Improvements to the Sandy Bridge coreSandy Bridge is mostly based on the Nehalem architecture, but brings its lot of improvements, some of which have been taken from the Pentium 4 Netburst micro-architecture. Netburst was not based on an existing architecture, this meant a multitude of new concepts previously unheard of in the x86 universe could surface. HyperThreading, which reappeared with Nehalem, is one of them, and the Sandy Bridge micro-architecture has updated various other Netburst ‘innovations’.
An "L0" cacheIn our study of the Nehalem architecture, we saw how this processor has a mechanism optimised for loops using a buffer containing micro-operations (namely, already de-coded instructions), thus economising on resources by not decoding the same code in a loop several times when correctly predicted. Moreover we mentioned the ressemblance with the Pentium 4 trace cache principle.
Sandy Bridge goes a bit further by introducing a 1.5 KB micro-operations cache (uop cache), which receives its data from the instruction decode units. The branching unit accesses the uop cache once a new branch is decoded and checks to see if it’s in the uop cache. If it is, the majority of front-end processing (retrieval of instructions at decoding) becomes useless. This results in reduced use of front end units and an overall improvement in terms of performance per watt. Note that the Sandy Bridge uop cache isn’t really comparable to the Pentium 4 trace cache: in effect the Sandy Bridge still has its L1 cache for instructions and both caches work together, in contrast to the Pentium 4 on which the trace cache replaces the L1I entirely and therefore represents a more complex implementation.
Register set-up inspired by Pentium 4
For Sandy Bridge, the Intel engineers chose to use a Physical Register File (PRF) as with Pentium 4. To understand what this consists of exactly and the reasons for this choice, we need to go back to a few of the concepts inherent in the x86 processors register set-up.
x86 processors are characterised by the reduced amount of registers: 8 in 32-bit mode, and 16 in 64-bit mode (for comparison, an IA64 processor such as the Itanium has 128). These are the eax, ebx … familiar to those who’ve seen x86 assembly code and which constitute the register file.
Yet modern CPUs use out-of-order (OoO) execution engines, that’s to say which can process instructions in a different order to the assembly code written by the programmer or generated by a compiler. So as to facilitate the work of the OoO, CPUs have much more than 8 internal registers and therefore resort to register renaming to maintain coherence between the CPU’s physical registers (internal and not visible to programmers) and architectural registers (those the programmer can see: eax, ebx …) to which they refer.
In practice, the processor uses a Reorder Buffer (ROB), the role of which is to restore the instruction order to the way it appears in the programme after instructions have been executed, perhaps in a different order.
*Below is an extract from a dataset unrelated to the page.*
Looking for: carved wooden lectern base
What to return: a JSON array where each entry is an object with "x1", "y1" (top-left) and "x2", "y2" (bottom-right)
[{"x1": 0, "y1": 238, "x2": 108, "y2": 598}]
In P6 derived architectures (Core 2, Nehalem and Westmere), the ROB contains the results of each micro-operation underway, accompanied by a register index that allows the re-establishment of correspondance between the physical and architectural registers. These results are copied to a Retirement Register File (RRF), which corresponds to all the architectural registers after processing.
In its time, the Netburst architecture modified this schema by using a file containing the CPU’s internal physical registers (Physical Register File, or PRF). The ROB then no longer contains any data from micro-operations underway, but only pointers to the PRF. The advantage is obviously that each entry in the ROB takes up less space and the ROB can then contain more entries for the same capacity (the Sandy Bridge ROB contains 168, Nehalem / Westmere 128). There’s no longer an RRF and coherence with architectural registers takes place via the Register Alias Table (RAT), the entries for which also point towards the PRF. These references towards the PRF mean that the data copying stages of the ROB + RRF system aren’t required. This gives the Sandy Bridge system quite an advantage as there’s a lot of this data.
Using a PRF on Pentium 4 was motivated by the optimisation of Netburst for instruction sets such as SSE and SSE2, which handle data in 128-bit chunks. Sandy Bridge ushers in the new AVX instruction set on which operands can go up to a max of 256 bits, justifying Intel’s choice to equip its new architecture with a PRF.